We are given a trapezoid ABCD, where the base AB is three times larger than BC. Point M divides side CD in the ratio CM:MD = 1:2. We need to determine the ratio in which the segments AM and BD are divided by their intersection point.

Solution

Let's assume that BC has a length of x. Since AB is three times larger than BC, we can say that AB = 3x.

We are also given that CM:MD = 1:2. Let's assume that CM = y. Therefore, MD = 2y.

To find the ratio in which AM and BD are divided by their intersection point, we need to find the lengths of AM and BD.

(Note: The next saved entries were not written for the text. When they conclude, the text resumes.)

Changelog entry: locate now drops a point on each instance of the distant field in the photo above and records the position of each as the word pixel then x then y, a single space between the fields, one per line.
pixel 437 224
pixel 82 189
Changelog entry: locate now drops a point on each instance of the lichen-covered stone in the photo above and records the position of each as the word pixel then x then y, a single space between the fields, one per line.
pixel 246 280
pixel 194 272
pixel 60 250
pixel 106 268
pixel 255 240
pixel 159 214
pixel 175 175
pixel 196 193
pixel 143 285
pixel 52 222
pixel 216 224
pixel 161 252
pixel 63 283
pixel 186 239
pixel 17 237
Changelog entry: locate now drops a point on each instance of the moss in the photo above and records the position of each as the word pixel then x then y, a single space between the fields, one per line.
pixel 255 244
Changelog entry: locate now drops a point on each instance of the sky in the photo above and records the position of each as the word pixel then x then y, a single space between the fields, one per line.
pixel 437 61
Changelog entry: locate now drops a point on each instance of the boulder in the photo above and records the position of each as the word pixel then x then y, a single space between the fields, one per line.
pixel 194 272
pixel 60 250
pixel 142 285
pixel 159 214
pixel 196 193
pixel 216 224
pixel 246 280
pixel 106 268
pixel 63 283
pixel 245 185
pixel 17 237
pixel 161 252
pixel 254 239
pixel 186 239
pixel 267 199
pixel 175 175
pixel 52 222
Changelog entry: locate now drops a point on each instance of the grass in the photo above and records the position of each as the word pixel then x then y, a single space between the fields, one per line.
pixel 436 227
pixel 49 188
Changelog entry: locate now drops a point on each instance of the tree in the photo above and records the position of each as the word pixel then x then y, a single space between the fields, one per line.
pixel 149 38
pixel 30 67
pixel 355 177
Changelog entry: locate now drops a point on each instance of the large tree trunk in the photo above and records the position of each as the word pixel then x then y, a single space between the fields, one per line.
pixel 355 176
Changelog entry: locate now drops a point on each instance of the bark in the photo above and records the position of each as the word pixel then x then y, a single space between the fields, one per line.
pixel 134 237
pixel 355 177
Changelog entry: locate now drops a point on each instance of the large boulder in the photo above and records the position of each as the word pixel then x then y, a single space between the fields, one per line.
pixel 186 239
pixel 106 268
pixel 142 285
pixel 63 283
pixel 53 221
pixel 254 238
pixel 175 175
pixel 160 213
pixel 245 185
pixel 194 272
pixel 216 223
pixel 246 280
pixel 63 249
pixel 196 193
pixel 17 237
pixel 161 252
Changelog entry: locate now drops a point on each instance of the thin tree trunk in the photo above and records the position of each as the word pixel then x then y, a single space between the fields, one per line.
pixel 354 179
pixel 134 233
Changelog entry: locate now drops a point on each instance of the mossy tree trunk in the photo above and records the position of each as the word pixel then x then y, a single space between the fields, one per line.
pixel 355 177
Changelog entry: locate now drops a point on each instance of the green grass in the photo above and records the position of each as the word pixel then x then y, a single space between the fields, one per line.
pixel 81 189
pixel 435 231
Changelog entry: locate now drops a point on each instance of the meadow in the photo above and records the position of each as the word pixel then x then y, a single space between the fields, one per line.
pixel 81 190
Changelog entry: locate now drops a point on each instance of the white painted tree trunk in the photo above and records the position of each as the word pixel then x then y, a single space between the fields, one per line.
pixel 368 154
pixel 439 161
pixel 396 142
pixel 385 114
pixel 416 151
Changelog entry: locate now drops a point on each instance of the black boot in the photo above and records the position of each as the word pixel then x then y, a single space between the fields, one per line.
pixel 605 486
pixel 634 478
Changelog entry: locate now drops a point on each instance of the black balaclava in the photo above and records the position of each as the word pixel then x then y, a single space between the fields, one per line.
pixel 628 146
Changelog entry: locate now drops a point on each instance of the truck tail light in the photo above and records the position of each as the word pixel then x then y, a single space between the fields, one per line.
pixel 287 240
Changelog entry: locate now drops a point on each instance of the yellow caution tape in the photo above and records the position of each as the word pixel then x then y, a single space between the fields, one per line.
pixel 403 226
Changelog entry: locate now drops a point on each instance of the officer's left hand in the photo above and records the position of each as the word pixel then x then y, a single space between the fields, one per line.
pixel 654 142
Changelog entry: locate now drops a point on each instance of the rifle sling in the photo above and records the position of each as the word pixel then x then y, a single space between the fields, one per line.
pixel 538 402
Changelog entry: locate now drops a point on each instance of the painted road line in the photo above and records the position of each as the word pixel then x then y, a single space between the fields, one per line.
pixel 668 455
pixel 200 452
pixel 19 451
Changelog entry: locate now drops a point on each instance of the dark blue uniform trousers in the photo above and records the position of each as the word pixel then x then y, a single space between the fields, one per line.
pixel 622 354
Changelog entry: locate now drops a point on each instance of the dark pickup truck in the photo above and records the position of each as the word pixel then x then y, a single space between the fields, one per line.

Using the fact that AB is parallel to CD, we can say that triangles ABC and AMD are similar. Therefore, we can set up the following proportion:

AM/AB = MD/BC

Substituting the given values, we have:

AM/3x = 2y/x

Cross-multiplying, we get:

AM * x = 3x * 2y

Simplifying, we have:

AM = 6y

Similarly, using the fact that AB is parallel to CD, we can say that triangles ABD and CMD are similar. Therefore, we can set up the following proportion:

BD/AB = CM/CD

Substituting the given values, we have:

BD/3x = y/(x + 3x)

Simplifying, we have:

BD/3x = y/4x

Cross-multiplying, we get:

BD * 4x = 3x * y

Simplifying, we have:

BD = 3/4 * y

Therefore, the ratio in which AM and BD are divided by their intersection point is:

AM:BD = 6y : 3/4 * y

Simplifying, we have:

AM:BD = 8:3

So, the segments AM and BD are divided in the ratio of 8:3 by their intersection point.

Answer

The segments AM and BD are divided in the ratio of 8:3 by their intersection point.